Iranian star
When Vida Ghahremani became a movie star at age
16 in the Shah's Iran, she felt as if she was in
prison. It left her with a life-long desire to pursue
freedom at all costs, but the memory of those haunted
years made her burst out in uncontrollable tears
during a rehearsal for her role as an Iranian exile
in Wayne Wang's superb new film "A Thousand
Years of Good Prayers."
There she was on a park
bench in Spokane, speaking Farsi and making friends
with a Chinese father who knew as little English
as she did. As she thought back to all that her character
had left behind in Iran, it was like re-living her
past and she could not control the flood of her emotions.
"I
know what you're feeling," Wang told her, " but
I want it inside you. You explode inside."
"So
that was a great lesson," Ghahremani said recently.
But no tears were in sight as she recalled the "wonderful
and strange way" she met Wang and talked about
her traumatic journey from Iran to the U.S. with
gusts of laughter. She looked full of vitality in
a bright orange dress and a colorful Iranian robe.

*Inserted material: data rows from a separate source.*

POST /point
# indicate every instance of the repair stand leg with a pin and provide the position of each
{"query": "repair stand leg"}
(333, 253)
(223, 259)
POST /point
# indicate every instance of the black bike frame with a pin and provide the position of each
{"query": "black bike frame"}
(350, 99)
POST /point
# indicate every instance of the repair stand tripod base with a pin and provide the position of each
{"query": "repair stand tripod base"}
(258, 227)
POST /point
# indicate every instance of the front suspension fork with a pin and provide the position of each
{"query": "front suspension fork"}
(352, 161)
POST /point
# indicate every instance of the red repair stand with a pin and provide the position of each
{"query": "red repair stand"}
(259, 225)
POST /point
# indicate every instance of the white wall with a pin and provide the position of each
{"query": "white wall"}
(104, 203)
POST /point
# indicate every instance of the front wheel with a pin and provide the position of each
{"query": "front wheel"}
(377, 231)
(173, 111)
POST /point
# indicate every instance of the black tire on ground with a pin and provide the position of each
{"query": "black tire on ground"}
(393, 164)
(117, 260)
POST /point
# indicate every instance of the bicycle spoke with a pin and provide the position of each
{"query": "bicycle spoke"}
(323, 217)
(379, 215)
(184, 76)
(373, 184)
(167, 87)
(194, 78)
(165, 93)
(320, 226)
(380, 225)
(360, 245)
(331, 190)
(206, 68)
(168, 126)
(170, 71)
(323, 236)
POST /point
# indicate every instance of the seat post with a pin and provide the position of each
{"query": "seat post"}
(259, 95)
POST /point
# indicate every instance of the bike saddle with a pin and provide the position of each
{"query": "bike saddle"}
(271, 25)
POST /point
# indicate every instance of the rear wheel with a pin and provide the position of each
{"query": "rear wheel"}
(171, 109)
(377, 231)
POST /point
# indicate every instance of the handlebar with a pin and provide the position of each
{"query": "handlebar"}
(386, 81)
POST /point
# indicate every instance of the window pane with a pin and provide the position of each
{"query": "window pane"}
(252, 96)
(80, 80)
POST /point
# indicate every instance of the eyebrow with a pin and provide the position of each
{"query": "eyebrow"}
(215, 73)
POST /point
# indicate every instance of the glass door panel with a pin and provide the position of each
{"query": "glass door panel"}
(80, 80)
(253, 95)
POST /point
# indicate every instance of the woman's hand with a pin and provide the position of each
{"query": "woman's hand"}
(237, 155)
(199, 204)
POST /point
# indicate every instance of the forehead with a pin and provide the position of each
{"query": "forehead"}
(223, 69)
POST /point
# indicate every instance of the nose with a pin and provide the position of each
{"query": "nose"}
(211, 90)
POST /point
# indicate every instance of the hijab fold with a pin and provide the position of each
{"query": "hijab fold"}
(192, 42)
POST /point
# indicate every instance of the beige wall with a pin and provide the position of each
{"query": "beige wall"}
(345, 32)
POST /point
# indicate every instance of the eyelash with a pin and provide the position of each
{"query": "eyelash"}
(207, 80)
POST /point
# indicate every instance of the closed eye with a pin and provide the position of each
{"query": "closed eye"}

It all began when Wang's home copying machine broke
down and he took his film script to a print shop
owned by an Iranian. He mentioned that he was looking
for an old Iranian woman to play a part. The owner
got Vida's phone number from her daughters Golden
Thread Theater Company and asked permission to give
the number to Wang. "Do you know him?" she
asked.
"I said, No, I don't know him, but give
him my number." However, her three adult children,
familiar with the San Francisco director's work,
warned her not to admit that she didn't know anything
about him. Even friends in Iran had seen his films,
thanks to the black market. After catching up with
his productions on video, she thought, "My God,
how lucky I am!" So she was ready when an agent
called from New York and said, I'm sending you a
script and also a small piece of the script and please
play it in front of the camera and send it overnight
to New York."
Her daughter, Torange Yeghiazarian,
filmed her and sent it off. "Immediately Wayne
called and said, My wife told me you are like Meryl
Streep!" Beaming and an uproarious laugh. "The
next day we met and you can't believe it, it was
like we were friends for 20 years."
Years earlier,
she had had no idea of how stardom would change her
life when she asked her mother if she could audition
for a teenager's part in the young movie industry
in 1955 Iran. After showing up unannounced at the
studio with her father, an army colonel, the ten
men present reacted with shocked silence. They wound
up pledging to care for her as if she was their own
daughter. Outside the studio, her participation was
a closely guarded secret because acting in a film
was considered almost akin to being a "street
woman." Advance publicity photos concealed
her well-known beauty mark and she changed her name
from Malihe (meaning delicate) to Vida by repeating
the name of her unsuspecting boyfriend Davit over
and over again.
The film, "A Busy Intersection" was
an immediate hit with Vida portraying a nice girl
confronting a man with evil intentions. When it opened,
school was out for the New Year holiday, but everything
changed when Vida returned. She was besieged by admiring
classmates who touched her, hovered over her and
assumed she was rich. "It was so strange.They
acted as if I was coming from Mars," she laughed.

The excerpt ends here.